Benjamin Rapoport, one of the founders of Elon Musk’s brain implant company Neuralink, set up Precision with Michael Mager. The startup raised $41 million early this year to advance a brain-computer interface that could rival the devices in development at Neuralink and Synchron.
Precision’s device is designed to be implanted through a slit in the skull and sit on top of the six layers of cells that make up the cerebral cortex, hence the name Layer 7 Cortical Interface. The goal is to create a device that is simple and safe to implant and retrieve, and can improve outcomes in conditions such as stroke, traumatic brain injury and dementia when it is placed on the brain.

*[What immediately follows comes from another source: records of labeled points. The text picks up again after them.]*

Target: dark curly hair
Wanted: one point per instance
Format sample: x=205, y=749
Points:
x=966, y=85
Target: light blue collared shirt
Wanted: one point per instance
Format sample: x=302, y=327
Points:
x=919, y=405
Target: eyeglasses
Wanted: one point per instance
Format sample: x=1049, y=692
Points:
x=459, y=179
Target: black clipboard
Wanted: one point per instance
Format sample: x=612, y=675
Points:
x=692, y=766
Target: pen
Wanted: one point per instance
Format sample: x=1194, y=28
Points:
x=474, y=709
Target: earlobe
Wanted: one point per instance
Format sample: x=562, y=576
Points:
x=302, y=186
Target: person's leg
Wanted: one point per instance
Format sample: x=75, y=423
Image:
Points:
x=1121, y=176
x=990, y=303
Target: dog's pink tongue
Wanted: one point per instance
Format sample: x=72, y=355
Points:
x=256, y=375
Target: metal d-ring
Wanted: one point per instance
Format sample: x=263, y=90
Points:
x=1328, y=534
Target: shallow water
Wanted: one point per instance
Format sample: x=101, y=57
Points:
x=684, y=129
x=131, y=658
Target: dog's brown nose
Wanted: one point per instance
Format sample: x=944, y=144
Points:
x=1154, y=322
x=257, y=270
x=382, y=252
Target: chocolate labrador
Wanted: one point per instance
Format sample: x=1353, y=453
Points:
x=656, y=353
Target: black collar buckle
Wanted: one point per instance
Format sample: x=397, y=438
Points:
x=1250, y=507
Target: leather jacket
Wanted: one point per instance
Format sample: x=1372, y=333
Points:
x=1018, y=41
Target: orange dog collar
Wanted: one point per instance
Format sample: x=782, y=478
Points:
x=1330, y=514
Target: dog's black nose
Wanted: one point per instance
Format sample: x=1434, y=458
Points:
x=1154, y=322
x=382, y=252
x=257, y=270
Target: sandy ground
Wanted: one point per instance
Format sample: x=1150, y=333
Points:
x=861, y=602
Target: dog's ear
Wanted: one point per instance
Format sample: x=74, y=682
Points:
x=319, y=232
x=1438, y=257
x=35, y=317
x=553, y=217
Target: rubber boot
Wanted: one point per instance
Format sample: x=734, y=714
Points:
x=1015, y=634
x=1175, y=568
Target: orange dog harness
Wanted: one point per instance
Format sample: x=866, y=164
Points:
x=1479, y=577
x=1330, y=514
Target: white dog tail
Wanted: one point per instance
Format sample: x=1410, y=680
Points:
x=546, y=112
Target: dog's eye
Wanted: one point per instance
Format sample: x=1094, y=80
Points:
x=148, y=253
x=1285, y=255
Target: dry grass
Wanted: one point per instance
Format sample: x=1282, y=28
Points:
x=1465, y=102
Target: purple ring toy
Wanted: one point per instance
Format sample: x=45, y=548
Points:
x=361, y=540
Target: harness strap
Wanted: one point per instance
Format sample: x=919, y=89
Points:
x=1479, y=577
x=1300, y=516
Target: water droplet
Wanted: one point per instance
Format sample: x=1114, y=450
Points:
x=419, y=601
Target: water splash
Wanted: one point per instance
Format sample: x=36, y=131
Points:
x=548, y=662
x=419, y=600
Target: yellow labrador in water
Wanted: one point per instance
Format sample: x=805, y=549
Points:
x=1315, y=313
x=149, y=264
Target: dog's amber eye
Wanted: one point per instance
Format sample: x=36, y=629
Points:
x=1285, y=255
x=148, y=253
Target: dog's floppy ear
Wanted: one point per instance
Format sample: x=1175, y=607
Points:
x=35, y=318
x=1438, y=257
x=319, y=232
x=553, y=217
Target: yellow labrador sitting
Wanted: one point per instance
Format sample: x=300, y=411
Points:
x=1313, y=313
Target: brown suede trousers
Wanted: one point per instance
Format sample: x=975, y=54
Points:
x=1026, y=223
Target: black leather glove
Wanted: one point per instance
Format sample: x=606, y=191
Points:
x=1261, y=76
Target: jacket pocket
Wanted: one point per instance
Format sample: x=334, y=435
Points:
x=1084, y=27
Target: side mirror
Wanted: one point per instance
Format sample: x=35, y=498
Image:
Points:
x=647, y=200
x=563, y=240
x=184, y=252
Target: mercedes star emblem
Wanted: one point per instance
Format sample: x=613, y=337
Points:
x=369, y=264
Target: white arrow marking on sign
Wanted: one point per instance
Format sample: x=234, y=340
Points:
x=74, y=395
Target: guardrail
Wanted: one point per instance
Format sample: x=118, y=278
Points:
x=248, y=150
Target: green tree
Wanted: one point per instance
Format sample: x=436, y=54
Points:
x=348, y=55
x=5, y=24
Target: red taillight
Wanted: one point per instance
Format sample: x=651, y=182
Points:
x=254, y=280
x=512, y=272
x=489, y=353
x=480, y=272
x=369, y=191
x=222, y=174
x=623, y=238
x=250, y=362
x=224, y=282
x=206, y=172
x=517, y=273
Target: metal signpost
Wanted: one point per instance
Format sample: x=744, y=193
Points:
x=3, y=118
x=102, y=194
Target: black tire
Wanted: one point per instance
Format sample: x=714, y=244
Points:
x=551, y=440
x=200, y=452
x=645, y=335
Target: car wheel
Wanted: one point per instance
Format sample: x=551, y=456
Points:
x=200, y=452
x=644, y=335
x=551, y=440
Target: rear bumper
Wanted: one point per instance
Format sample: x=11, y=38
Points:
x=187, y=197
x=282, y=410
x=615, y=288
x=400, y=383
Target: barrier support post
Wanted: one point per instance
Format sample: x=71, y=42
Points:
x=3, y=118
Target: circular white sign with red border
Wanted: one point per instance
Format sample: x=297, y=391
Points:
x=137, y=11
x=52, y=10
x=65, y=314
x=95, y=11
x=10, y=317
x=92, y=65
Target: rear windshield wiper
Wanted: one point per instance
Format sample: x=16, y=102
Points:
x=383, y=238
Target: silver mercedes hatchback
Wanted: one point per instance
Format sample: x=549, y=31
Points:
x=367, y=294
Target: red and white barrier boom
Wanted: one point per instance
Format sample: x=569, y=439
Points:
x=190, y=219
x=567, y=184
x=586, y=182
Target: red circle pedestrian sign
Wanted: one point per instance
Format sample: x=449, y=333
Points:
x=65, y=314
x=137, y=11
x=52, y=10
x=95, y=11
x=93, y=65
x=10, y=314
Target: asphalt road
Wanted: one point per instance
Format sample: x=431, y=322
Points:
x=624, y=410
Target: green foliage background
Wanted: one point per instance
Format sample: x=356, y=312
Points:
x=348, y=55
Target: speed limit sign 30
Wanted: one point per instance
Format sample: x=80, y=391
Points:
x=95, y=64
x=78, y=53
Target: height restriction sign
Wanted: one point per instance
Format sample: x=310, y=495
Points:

The clinical trial represents an early step toward that goal. In mid-April, Neurosurgeons at West Virginia University’s Rockefeller Neuroscience Institute (RNI) temporarily placed the device on the brain of a patient while removing a tumor from the organ. The device read, recorded and mapped electrical brain activity.
In two subsequent procedures, the neurosurgeons deployed the device while removing tumors from parts of the brain responsible for language. The patients were awake for part of the procedure, enabling the surgeons to use the device to identify critical language areas in real time.
“This is a remarkable achievement in real-time detection of electrical brain activity mapped with such high resolution,” Peter Konrad, chairman of the department of neurosurgery at RNI and principal investigator leading the study, said in a statement. “It’s as if I was seeing the patient’s brain think.”
Precision plans to enroll up to five patients in the current study and to start related trials at other sites, including Mount Sinai Health System, Penn Medicine and Massachusetts General Hospital. Beyond that, the company is working to complete an application to the U.S. Food and Drug Administration to study the device in diagnostic electrophysiologic mapping procedures lasting up to 30 days.